After graduating from the Department of Physics at Tsinghua University, Xiaohu Qu went to Canada to study and successively obtained a master's degree in solid-state physics from the University of Manitoba and a doctorate in semiconductor material science from the University of Toronto. For most of his study and work, he has been engaged in the research of semiconductor materials and semiconductor photovoltaic characteristics, and has a high level of expertise in the theory and practice of solar power generation.

In 2001, the division led by Xiaohu Qu received a small car solar charger order from the German Volkswagen company. Considering the full utilization of domestic cost advantages and many other factors, Xiaohu Qu decided to bring this order of more than 2 million US dollars back to his hometown, Changshu. In the same year, he established the first domestic company in Changshu City, Jiangsu Province - Canadian Solar Photovoltaic Electronics (Changshu) Co., Ltd.

Thanks to the order from Volkswagen. In 2002, the 100,000 sets of solar charger products produced by Xiaohu Qu brought him a profit of 3 million yuan, thus earning his first pot of gold in life. During this period, Shi Zhengrong founded Wuxi Suntech, and Peng Xiaofeng would establish Jiangxi Seraphim four years later.

Although he has a longer career, compared to the well-known figures in the capital market in recent years, such as Li Zhen Guo of Longi, Li Xian De of Jinko Energy, and Gao Ji Fan of Trina Solar, Xiaohu Qu is relatively low-key.As he said, "Canadian Solar doesn't want to be the boss, it just wants to be the last solar company to die." It is precisely this personality trait that determines Canadian Solar's steady and cautious nature.

However, being steady to a certain extent also reflects "stubbornness".

It is well known that the photovoltaic industry has always had disputes over technological routes. Whether it was the previous dispute between thin film and crystalline silicon, or the current dispute between polycrystalline and monocrystalline, almost every technological route dispute ends with changes in corporate economic benefits. Therefore, photovoltaic companies need to continuously invest to maintain competitiveness.

It is understood that in 2017, with Longi's full-scale implementation of diamond wire cutting technology and the expansion of monocrystalline scale, including policy inclinations, most companies in the photovoltaic industry also turned to the monocrystalline route starting from 2017.

However, as one of the "Five Swordsmen of Photovoltaics," Canadian Solar still insists on improving the conversion efficiency of polycrystalline silicon solar cells instead of turning to the monocrystalline route.

In 2018, when the market collectively "looked down" on polycrystalline silicon cells, Dr. Shawn Qu responded, "Wait for our polycrystalline to fake a corpse and scare you."
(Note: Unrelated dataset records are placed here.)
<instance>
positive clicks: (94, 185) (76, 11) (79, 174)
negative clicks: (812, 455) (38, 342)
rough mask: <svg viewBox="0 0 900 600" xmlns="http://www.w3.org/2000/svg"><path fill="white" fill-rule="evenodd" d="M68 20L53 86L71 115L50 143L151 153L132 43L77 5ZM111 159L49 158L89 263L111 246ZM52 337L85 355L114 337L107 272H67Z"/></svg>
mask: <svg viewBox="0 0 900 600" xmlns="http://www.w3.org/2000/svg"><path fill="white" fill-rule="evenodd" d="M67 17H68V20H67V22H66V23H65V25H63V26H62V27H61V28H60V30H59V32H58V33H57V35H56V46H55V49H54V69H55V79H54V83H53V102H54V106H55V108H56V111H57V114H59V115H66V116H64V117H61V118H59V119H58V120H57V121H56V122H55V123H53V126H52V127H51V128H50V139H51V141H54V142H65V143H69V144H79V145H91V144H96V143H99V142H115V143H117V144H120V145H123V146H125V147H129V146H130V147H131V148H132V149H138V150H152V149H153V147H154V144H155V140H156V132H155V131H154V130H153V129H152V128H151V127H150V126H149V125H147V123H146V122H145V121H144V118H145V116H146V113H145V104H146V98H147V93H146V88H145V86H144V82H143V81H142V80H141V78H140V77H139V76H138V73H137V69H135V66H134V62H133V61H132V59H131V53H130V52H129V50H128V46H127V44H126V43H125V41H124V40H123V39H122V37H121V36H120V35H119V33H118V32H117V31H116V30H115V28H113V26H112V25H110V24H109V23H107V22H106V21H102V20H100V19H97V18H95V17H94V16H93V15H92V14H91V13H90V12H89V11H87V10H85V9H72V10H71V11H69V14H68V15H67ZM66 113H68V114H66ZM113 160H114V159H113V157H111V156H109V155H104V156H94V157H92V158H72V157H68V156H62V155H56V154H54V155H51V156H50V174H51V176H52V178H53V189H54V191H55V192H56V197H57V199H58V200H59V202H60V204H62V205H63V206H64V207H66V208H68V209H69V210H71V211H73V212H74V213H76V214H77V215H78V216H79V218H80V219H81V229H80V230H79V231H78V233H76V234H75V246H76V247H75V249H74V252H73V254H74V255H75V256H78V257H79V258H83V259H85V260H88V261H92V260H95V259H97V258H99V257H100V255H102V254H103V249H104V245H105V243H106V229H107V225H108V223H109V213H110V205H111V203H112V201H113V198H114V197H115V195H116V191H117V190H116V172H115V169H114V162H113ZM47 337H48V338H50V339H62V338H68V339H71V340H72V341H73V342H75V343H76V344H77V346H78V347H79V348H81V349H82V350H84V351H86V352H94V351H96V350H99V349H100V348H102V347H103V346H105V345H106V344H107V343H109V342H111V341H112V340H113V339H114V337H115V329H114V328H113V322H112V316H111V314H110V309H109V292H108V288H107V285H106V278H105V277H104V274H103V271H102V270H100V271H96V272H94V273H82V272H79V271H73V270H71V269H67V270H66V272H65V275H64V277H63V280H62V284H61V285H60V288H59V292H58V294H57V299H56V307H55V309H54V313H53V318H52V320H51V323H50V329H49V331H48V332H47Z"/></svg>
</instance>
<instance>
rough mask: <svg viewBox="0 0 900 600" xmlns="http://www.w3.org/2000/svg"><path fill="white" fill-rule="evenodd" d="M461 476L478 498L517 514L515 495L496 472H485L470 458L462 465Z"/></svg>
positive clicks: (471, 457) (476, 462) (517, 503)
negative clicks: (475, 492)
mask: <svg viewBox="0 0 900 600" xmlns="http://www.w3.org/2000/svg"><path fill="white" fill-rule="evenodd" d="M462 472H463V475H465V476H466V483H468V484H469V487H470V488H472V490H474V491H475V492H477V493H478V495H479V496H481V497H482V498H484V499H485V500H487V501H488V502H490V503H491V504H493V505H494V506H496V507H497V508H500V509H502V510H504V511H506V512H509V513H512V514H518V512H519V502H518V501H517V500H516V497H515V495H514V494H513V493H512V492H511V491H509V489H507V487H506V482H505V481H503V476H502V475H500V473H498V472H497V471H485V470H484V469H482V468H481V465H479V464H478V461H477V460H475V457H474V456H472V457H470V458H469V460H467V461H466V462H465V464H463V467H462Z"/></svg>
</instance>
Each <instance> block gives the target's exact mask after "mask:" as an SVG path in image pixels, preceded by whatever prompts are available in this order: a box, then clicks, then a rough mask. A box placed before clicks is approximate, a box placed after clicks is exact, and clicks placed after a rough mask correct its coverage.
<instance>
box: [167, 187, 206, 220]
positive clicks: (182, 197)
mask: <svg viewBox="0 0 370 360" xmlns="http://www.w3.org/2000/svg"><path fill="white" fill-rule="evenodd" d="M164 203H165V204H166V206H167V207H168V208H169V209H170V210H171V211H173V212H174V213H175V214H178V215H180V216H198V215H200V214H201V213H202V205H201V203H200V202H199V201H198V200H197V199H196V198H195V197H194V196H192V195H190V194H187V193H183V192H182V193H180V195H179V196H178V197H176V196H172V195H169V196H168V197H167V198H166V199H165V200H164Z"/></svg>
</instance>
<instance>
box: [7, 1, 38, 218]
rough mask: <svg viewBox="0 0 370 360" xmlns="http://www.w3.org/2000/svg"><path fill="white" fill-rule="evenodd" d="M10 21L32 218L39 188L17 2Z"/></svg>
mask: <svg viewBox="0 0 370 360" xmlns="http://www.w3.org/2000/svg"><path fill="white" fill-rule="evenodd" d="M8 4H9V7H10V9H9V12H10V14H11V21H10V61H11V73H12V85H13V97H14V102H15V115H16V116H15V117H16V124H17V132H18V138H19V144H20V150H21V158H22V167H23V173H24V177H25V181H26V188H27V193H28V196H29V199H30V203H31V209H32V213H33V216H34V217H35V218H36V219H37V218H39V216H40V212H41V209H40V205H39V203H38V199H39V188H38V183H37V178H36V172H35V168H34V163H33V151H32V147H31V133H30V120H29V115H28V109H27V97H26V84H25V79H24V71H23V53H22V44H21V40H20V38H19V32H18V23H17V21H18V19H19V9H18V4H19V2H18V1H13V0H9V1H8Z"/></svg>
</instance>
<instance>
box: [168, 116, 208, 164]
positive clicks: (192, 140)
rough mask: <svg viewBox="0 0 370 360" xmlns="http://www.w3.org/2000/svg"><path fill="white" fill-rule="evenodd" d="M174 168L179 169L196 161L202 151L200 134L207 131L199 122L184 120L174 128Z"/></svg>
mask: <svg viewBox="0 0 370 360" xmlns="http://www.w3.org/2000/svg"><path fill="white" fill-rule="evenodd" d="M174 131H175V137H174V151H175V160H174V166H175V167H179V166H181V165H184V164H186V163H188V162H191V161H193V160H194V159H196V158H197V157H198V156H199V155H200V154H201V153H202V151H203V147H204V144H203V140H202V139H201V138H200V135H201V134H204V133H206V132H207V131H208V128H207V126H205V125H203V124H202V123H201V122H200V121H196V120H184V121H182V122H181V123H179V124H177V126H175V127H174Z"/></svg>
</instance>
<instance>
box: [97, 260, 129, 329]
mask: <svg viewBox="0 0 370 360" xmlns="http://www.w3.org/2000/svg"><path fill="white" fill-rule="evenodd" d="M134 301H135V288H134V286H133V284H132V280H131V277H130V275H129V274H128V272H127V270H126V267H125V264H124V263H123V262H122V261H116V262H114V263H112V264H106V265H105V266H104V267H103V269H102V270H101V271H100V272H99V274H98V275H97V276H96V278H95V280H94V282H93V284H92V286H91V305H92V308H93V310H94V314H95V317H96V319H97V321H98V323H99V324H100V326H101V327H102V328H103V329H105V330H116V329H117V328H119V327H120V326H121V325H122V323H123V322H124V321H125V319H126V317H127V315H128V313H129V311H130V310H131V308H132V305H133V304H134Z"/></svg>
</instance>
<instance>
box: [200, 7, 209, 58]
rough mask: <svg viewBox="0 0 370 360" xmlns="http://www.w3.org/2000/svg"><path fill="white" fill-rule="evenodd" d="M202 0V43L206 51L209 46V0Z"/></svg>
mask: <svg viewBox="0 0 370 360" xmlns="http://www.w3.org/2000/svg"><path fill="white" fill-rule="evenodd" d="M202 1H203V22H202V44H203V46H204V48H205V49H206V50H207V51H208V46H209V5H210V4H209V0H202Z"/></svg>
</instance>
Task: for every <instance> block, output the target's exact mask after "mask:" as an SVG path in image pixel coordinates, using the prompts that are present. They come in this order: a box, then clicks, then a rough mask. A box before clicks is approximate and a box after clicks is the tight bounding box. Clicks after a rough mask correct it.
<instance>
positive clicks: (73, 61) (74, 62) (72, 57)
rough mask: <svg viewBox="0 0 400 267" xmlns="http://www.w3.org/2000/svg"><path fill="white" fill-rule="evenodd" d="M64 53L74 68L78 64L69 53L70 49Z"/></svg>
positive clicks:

Affected by this, Canadian Solar's shipments grew slightly slower than the industry. According to data from Infolink, in 2011, when Canadian Solar entered the top five global photovoltaic module manufacturers, Jinko Energy and Longi were still "little brothers."

However, by 2022, the top five global photovoltaic module shipment manufacturers were Longi Green Energy, Jinko Energy, Trina Solar, JA Solar, and Canadian Solar. Among them, the annual shipments of the top four manufacturers have reached the level of 40GW, while Canadian Solar's annual module shipment is 21.1GW, and a clear gap has been created.

Overall, Dr. Shawn Qu's low-key and steady approach has injected a corporate spirit into Canadian Solar that does not follow the trend and does not blindly expand. However, in the context of fierce competition among photovoltaic companies, this spirit is both an advantage for Canadian Solar's steady development and a challenge it may face in the intense market competition.